Im Anfang war das Wort, und es lag als ASCII-Code auf einer weiten Ebene. Die virtuelle Gemeinschaft im Internet basierte zwanzig Jahre lang auf dem Austausch von Dateien und Texten. Noch heute begnügen sich die meisten Dienste im Netz mit der Schrift. Es entstanden bald unzählige elektronische Zeitschriften. Im multimedialen World Wide Web blieb diese Tradition ungebrochen, jetzt konnten die Herausgeber aber dazu übergehen, Grafiken einzubinden und die einzelnen Artikel multidimensional miteinander zu verbinden.

Auch im WWW finden sich inzwischen Hunderte von e-zines (eine umfangreiche Liste wurde von John Labovitch zusammengestellt: http//:www.meer.net/ johnl/e-zine-list/zines/Alpha.html). Ooze etwa ist eine Postille jugendlicher Medienjunkies, ein elektronisches Goldenes Blatt für die Generation X, Untertitel: „A Journal of Culture, Wit and Dangerous Masturbatory Habits“. Ooze hat mit Nummer 5 eine Zirkulation von immerhin 31.203 erreicht. Um die Auflage zu steigern, werden die User aufgefordert, Links von ihren eigenen Homepages zum Magazin zu legen: „Die anderen Kids werden denken, daß du cool bist, und wir garantieren dir ein Supermodel!“

Das Cover überzeugt durch seine Trash-Ästhetik, als Eyecatcher fungiert ein schreiendes Kleinkind, in dessen Kopf eine Gabel steckt – „to ooze“ heißt soviel wie „auslaufen“. Wer nicht nur durchsurft und weggezappt werden will, muß Aufmerksamkeit erregen. Ist man den bunten Grafiken tatsächlich erlegen, gibt es allerdings nicht mehr viel zu lesen. Dominierendes Thema sind die Medien, für die die Redaktion von Ooze vor allem Zynismus übrig hat. Das ist nur selten lustig.

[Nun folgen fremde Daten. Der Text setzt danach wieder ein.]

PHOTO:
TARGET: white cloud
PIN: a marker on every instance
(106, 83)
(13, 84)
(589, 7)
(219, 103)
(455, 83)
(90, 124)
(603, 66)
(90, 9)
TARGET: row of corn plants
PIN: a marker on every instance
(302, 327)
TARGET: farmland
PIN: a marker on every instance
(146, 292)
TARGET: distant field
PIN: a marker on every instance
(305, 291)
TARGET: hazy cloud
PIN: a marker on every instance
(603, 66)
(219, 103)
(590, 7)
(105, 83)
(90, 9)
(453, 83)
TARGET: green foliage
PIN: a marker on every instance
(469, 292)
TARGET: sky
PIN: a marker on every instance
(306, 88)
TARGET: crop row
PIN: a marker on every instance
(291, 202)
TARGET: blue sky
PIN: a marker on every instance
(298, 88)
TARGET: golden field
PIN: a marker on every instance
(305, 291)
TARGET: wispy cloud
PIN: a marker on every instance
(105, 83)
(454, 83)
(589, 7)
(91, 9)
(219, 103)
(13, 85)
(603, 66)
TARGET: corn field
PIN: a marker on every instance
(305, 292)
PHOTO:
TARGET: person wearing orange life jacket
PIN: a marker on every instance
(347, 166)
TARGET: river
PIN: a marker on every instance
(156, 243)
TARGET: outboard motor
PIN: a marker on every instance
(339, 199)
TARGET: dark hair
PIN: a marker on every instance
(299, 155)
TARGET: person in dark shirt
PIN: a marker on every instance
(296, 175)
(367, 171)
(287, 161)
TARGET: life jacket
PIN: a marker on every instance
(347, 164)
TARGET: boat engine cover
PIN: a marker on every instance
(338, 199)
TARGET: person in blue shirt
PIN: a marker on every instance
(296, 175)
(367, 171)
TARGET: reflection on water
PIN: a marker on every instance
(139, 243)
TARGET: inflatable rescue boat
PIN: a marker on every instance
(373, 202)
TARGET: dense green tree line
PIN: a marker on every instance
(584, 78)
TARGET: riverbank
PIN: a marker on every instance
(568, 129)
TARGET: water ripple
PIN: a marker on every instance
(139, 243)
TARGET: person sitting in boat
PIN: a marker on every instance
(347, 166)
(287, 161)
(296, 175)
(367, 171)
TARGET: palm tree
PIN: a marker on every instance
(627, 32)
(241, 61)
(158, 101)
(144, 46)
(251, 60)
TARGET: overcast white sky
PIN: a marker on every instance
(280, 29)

Intellektuelle Schwerstarbeit wird dagegen auf den Seiten der Postmodern Culture geleistet. Grafiken gibt es hier nicht, dafür jede Menge Fußnoten. Die Zeitung wird von mehreren amerikanischen Universitäten herausgegeben und deckt Themen ab, die in Vol.5, Nr.3 von Psychiatriekritik bis zu literaturwissenschaftlichen Abhandlungen reichen. – Paul Manns „Stupid Undergrounds“ schickt den Leser auf eine Tour de Force durch erst kürzlich kolonisierte Gebiete der Subkultur und stellt fest, daß Underground nach dem Scheitern modernistischer Strategien keinen Sinn mehr hat und Kritik als solche unmöglich geworden ist. Im Verlauf der Reise werden allerlei subversive Strategien und Poptheorien, inklusive Situationismus, Punk und der modernen Primitiven, in ihre Bestandteile zerlegt und als „stupid undergrounds“ geoutet, die schon lange niemanden mehr befreien.

Auch der Cyberspace sei bereits kontaminiert, sagt Mann. Er fungiere wie alle subkulturellen Räume als weiterer Randbezirk für eine von vornherein gescheiterte, wieder mal neu aufgelegte Avantgarde, deren hypnotisierte Sklaven wir seien. Mann bezeichnet sich als Masokritiker, warnt den Leser aber fairerweise bereits im Abstract: „You'd be stupid to download this one!“

HI-REZ, das „Elektronische Journal für CyberBeatniks“, ist gerade mit seiner ersten Ausgabe im Netz vertreten. Endlose Spalten mit reinem Text füllen den Schirm, als Illustrationen fungieren ASCII-Bilder, die aus Zahlen und Buchstaben bestehen. Diese nostalgische Maschinen-Ästhetik kokettiert mit längst vergangenen Pioniertagen von Elektronik; die Geschichten tauschen die Weiten Amerikas gegen den Cyberspace ein.

In „Desert Song“ gibt es sogar eine wirkliche Wüste, ein Auto, Peyotl, Schamanen, psychedelische Erfahrung und – als Cyberkomponente – ein Laptop.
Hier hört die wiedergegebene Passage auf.